MicrosoftとChainalysisの幹部は、AIエージェントが大規模な取引管理を担い始める中で、金融業界が機械のIDと信頼性を重視し、レガシーインフラを根本的に見直す必要があると警鐘を鳴らした。
両社の幹部によれば、人工知能は金融システムを機械主体の大規模取引実行モデルへと押し進め、その結果、管理・監督・インフラ面で新たな課題が浮上している。
Microsoftのワールドワイド金融サービス担当コーポレート・バイスプレジデント、Bill Borden氏は火曜日、取引需要の複雑化に伴いレガシーシステムにかかる圧力が増大していると述べた。ニューヨーク市でAlchemy主催イベントに登壇した同氏は、「レイテンシー、規模、複雑性が競争力に影響し始める転換点に差し掛かっている。企業は自社システムの構築方法を再検討せざるを得なくなる」と指摘した。
Borden氏は、金融における自動化は以前から存在するものの、現在は「能力」から「信頼」への移行期にあると強調する。「技術がヘッジ戦略の自動執行を可能にするのは当然のことだが、問題は結果を信頼できるかどうか、そしてそれを監査・管理できるか否かだ」と語った。
Microsoftは独自のAIアシスタントを多数の製品に搭載しており、この変化を管理するためのツールを開発している。具体的には、AIエージェントにIDと権限を割り当て、その動作を追跡するシステムを備える。Borden氏は、規制環境下で人間の直接的な入力なしに意思決定が行われた場合、企業は「何が制御したのか」「システムが方針に沿ったか」を証明できなければならないと述べた。
Chainalysisの共同創業者兼CEO、Jonathan Levin氏は、暗号資産セクターがすでに自動化された金融の実用モデルを提示していると述べた。ブロックチェーンネットワークはスマートコントラクトやソフトウェア駆動ウォレットを通して大量取引を処理しており、同氏はこれをエージェントベースのシステムに類似した環境だと説明。「私たちは、金融サービス業界の他分野よりもずっと前からこういった事態に備えてきた」と語った。
同氏はリスク管理の面でも経験を持っている。人間の直接入力なしに大規模取引が行われるシステムの監視には、「何千もの異なるウォレットにまたがる不正資金の追跡」などが一例として挙げられる。

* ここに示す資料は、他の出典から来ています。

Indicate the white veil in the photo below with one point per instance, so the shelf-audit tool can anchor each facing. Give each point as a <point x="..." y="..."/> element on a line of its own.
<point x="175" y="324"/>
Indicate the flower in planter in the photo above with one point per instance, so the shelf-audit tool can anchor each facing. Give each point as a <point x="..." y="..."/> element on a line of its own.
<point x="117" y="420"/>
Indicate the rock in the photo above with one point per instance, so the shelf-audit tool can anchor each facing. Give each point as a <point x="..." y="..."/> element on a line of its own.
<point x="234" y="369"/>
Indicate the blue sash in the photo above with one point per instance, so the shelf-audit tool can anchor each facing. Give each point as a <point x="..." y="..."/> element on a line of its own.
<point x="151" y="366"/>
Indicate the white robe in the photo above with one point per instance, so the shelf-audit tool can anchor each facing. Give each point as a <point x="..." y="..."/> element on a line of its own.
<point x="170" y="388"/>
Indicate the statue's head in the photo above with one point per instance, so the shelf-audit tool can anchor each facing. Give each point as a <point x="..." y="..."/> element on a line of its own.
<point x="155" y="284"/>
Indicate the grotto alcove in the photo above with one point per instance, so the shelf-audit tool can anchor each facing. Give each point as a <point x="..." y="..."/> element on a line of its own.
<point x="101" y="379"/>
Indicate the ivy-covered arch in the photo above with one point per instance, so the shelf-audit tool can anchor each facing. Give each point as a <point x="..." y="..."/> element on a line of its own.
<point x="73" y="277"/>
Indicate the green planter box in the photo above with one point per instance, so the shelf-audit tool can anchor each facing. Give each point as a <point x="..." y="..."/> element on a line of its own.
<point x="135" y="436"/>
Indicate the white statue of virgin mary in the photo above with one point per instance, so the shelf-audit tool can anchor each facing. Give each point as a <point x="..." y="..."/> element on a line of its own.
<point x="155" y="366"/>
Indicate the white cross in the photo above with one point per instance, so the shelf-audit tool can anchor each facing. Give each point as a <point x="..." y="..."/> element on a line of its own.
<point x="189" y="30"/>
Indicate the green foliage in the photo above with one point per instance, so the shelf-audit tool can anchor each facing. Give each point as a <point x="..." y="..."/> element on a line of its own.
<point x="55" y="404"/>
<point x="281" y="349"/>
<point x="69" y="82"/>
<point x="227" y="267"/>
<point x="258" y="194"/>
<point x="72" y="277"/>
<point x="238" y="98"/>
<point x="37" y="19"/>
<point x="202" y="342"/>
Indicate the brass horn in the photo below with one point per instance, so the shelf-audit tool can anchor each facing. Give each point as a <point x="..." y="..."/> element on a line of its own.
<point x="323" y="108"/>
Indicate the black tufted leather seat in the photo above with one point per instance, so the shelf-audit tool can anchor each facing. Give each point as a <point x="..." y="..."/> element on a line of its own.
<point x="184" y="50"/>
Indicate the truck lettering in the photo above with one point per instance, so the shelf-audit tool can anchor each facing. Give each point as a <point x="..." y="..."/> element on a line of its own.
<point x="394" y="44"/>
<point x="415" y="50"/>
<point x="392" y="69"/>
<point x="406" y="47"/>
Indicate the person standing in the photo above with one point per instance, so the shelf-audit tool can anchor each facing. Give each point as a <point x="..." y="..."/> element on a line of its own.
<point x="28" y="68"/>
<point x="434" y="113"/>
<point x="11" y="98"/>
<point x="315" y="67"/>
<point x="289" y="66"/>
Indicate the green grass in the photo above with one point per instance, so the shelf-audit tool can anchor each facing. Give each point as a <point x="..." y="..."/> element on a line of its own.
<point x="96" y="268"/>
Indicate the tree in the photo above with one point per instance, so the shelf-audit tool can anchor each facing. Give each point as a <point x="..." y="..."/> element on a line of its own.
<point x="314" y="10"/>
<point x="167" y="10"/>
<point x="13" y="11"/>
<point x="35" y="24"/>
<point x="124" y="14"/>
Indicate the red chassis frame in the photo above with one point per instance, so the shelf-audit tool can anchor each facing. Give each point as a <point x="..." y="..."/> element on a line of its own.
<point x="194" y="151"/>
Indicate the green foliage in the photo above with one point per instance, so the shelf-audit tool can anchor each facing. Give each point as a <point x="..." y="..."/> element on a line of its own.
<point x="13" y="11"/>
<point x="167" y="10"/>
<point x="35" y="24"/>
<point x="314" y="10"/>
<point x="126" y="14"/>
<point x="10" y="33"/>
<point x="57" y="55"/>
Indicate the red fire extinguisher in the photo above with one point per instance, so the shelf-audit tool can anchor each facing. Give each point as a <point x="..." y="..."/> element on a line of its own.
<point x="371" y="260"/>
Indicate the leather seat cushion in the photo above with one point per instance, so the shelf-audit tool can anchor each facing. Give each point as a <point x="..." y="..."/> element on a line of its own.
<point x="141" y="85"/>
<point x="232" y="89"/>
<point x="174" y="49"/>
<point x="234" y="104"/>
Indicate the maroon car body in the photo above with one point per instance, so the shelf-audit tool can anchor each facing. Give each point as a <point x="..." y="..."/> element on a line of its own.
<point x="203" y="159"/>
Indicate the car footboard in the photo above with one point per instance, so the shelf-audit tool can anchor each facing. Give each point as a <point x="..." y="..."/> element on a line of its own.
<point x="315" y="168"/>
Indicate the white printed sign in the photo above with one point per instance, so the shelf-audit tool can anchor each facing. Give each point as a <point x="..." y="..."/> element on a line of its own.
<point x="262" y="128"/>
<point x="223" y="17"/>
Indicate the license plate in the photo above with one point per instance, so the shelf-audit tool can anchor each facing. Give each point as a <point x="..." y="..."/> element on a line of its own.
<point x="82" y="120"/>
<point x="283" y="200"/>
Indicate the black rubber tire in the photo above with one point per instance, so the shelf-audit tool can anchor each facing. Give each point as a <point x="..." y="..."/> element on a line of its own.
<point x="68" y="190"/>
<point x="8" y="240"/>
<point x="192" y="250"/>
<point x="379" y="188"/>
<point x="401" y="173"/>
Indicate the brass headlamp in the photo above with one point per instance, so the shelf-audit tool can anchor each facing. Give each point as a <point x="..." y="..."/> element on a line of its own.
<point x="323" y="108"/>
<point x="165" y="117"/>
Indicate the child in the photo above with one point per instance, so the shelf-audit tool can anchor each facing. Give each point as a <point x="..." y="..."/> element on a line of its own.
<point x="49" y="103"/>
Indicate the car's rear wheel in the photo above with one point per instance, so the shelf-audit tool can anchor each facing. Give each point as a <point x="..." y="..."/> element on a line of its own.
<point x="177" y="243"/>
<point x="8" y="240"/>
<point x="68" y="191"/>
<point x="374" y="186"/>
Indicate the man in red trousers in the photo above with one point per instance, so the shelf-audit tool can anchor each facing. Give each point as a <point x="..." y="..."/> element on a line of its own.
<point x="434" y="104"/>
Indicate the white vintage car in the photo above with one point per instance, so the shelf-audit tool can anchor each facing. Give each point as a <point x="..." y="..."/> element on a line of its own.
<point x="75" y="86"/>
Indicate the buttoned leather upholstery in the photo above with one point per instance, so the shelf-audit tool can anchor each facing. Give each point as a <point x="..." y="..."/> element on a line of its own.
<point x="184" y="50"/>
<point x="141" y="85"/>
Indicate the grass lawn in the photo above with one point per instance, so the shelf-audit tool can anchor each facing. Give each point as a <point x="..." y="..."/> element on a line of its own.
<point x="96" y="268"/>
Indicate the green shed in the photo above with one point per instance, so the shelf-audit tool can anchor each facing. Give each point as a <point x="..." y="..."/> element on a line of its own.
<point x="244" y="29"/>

今後について両氏は複数のシステムが共存すると見ている。Levin氏は「10年後には商取引の大半がパブリックインフラ上で決済される」と述べる一方、Borden氏はパブリックブロックチェーン、プライベートネットワーク、既存の決済レールをつなぐ統合的なアプローチを示した。
Borden氏は「伝統的な決済レールは依然として存続すると考えている」と述べ、それらを接続するレイヤーとしてソフトウェアが機能すると述べた。